While some say it may be naïve for inexperienced companies to jump into the venture game, these biotech firms beg to differ. What they lack in venture capital experience, they argue, they more than make up for in scientific expertise—in the form of thousands of top scientists at their disposal who can help them identify and vet the most promising startups.

In the case of Eli Lilly, for example, investments don’t necessarily have to lead to partnerships, collaboration, or even an acquisition. Lilly Ventures may invest in a startup purely because it has an interesting technology that could potentially be very valuable, even if Lilly corporate has no particular use for that technology.

“I think we can learn something just by watching some of these startups develop,” says one managing partner of Lilly Ventures.

Steady Does It

Even in an environment rife with ups and downs, there are still bread-and-butter corporate VCs that are successful simply because they refuse to make major changes to their venture strategy. In stark contrast to the firms that jump in and out of the market every four years depending on how well the economy is doing, Intel Capital’s success can be attributed to one major factor: consistent investment, no matter what.

Intel has invested $4 billion in about 1,000 companies since the early 1990s, maintaining a standard investment pace through thick and thin during the past several years. Moreover, Intel’s executive team—from the CEO down—views Intel Capital as critical to the company’s overall well-being. Clearly, this is not a sideline business susceptible to the chopping block at the first sign of trouble.

Intel Capital has made one significant change over the years: it has expanded its venture investments rather than narrowed them, establishing new venture arms in Israel, India, China, and Russia. International deals made up 40 percent of its investments in 2004, up from just 5 percent in 1998.

IndiaRussia

“Corporate VC is a very transient lifestyle with people coming and going all the time,” says Mr. Livada of Weybridge Partners. “There’s no continuity in learning and sharing knowledge. When you are Intel and you’ve been at it for more than a decade, that’s pretty good.”

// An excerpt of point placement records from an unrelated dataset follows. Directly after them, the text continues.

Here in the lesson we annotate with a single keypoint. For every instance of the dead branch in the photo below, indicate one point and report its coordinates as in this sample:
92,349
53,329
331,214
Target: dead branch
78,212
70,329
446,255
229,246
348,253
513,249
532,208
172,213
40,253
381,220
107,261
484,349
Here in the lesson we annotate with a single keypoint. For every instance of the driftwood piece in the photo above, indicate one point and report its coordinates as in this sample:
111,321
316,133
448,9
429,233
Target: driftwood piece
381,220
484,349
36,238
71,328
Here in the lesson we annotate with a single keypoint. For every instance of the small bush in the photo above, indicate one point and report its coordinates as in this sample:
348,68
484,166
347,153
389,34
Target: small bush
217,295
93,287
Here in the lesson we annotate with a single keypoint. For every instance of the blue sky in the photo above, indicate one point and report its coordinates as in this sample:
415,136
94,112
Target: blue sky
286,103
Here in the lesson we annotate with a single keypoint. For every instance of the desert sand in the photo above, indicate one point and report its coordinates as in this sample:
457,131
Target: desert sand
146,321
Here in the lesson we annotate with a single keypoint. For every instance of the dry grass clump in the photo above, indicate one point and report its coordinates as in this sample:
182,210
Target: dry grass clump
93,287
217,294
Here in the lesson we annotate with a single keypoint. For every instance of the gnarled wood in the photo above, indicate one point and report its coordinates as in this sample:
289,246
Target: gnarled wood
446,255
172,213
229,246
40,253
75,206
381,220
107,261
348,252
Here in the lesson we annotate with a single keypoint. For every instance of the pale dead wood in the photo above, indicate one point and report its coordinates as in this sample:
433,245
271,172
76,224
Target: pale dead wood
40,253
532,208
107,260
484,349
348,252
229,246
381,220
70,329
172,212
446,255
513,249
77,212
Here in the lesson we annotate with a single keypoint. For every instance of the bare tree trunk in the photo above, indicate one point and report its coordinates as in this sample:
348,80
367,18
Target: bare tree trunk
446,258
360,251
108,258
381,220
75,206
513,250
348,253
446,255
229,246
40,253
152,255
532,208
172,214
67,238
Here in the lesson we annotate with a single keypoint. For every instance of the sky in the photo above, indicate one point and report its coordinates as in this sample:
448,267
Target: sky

Beyond staying the course, Intel has found the right companies by taking a hard look at both the strategic and economic benefits of every potential investment.

“A lot of corporations have gotten into trouble looking only through the strategic lens,” says Keith Larsen, director of strategic investments at Intel Capital. “Though their investments may be strategic, they may not be financially attractive. If a startup goes out of business, was it ever strategic?”

Of course, many corporations are now asking the very same question about their internal venture units—and they don’t like the answer. Still, for those bold enough to stay in the venture business, big rewards may be lurking around the corner. The past can’t be undone, but the smartest firms have learned from their mistakes and are more confident than ever that they can improve their performance.